The legend at the bottom says: "fraction of defaulted loans" but the fractions don't add up as you run your eye up the chart.

The top bar has a pointer: "The dark area represents the fraction of loans *in this category* that defaulted."

I assume "in this category" means the credit history at the far left.

Which contradicts the legend at the bottom, or at least makes it very confusing. There are three dimensions, fraction of defaulted loans, faction of loans in a category and the category. And then Figure 1.2 agrees with the top bar pointer.

One suggestion would be to represent the percentage that each category contributed to all loan failures.

Re: 1.2.2 Data Collection and Management - Figure 1.2
That graph abstracts out the relative proportions of loans in each category (eg, each category is normalized to one). So each bar represents all of the
loans in that category, and the dark blue region represents the fraction of loans in that category that defaulted.

So would it help if the x-axis label said "fraction of defaulted loans in each category"? Or some other, better, label? Suggestions welcome.

The point of the graph is supposed to be that the rate of default is higher among certain groups of borrowers that you would think would be safe (those that have paid off all previous loans), and that's surprising. So you have to think about why that might be, and if it could give misleading results, before barrelling ahead with the modeling. (3) [Avatar] Offline
Re: 1.2.2 Data Collection and Management - Figure 1.2
I'm not sure re-labeling addresses the problem.

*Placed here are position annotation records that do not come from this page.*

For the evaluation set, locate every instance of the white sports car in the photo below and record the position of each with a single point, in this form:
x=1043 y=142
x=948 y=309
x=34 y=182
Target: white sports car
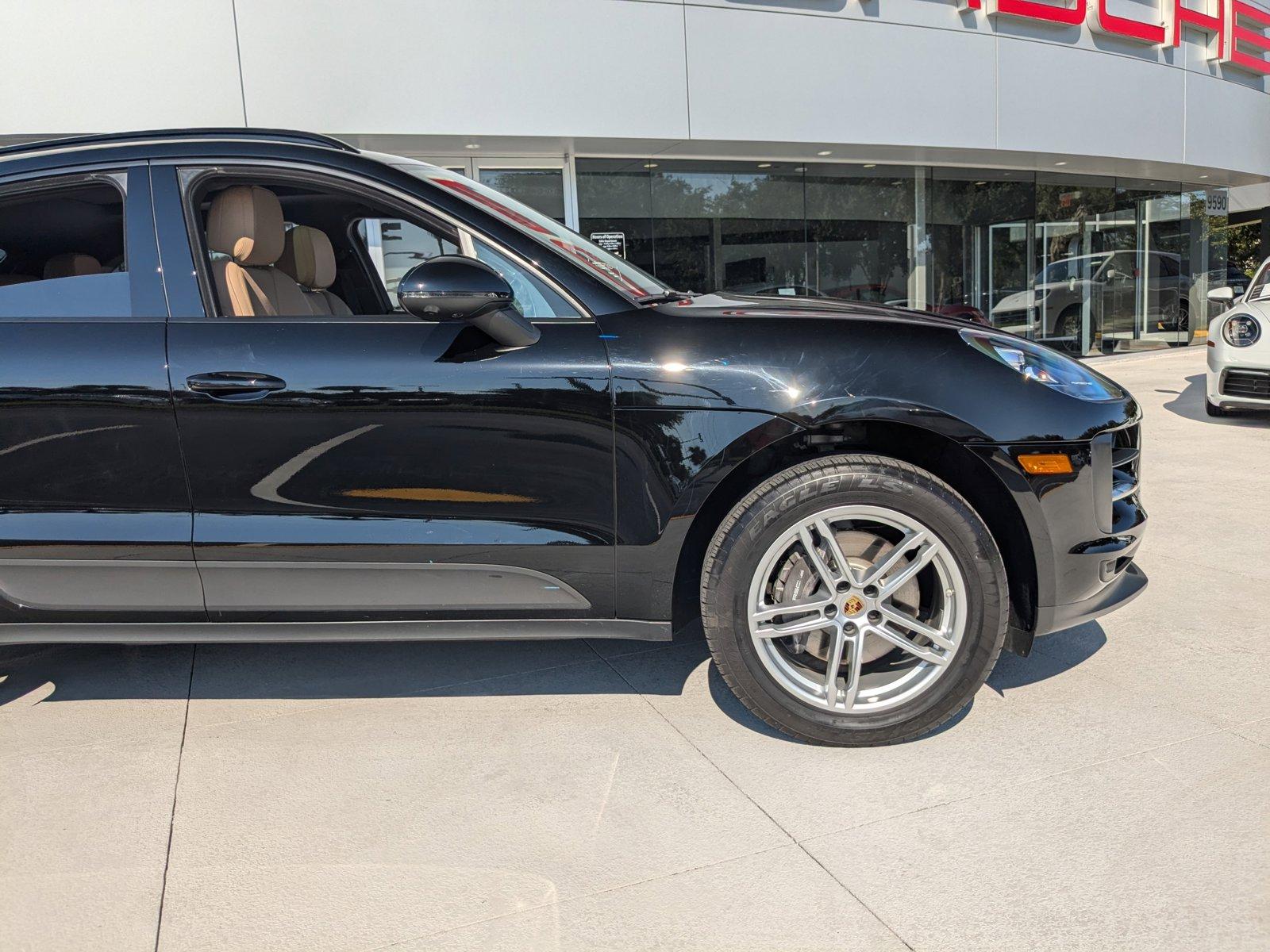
x=1238 y=348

The supplemental annotation to the top bar says:

"The dark area represents the fraction of loans in this category that defaulted."

So more than 50% of the loans with no credits/all paid back defaulted? That is what the note says.

It is mixing the total loans made (not represented by this chart) or percentage of those loans, with the faction of defaulted loans.

Yes? Mixing two different scales. One represented, % of defaulted loans, the other not, % of total loans.

Granting it is a graphic that raises questions, but not because of the data.

Re: 1.2.2 Data Collection and Management - Figure 1.2
I think once we have all the text and labels in sync the graph will be much clearer.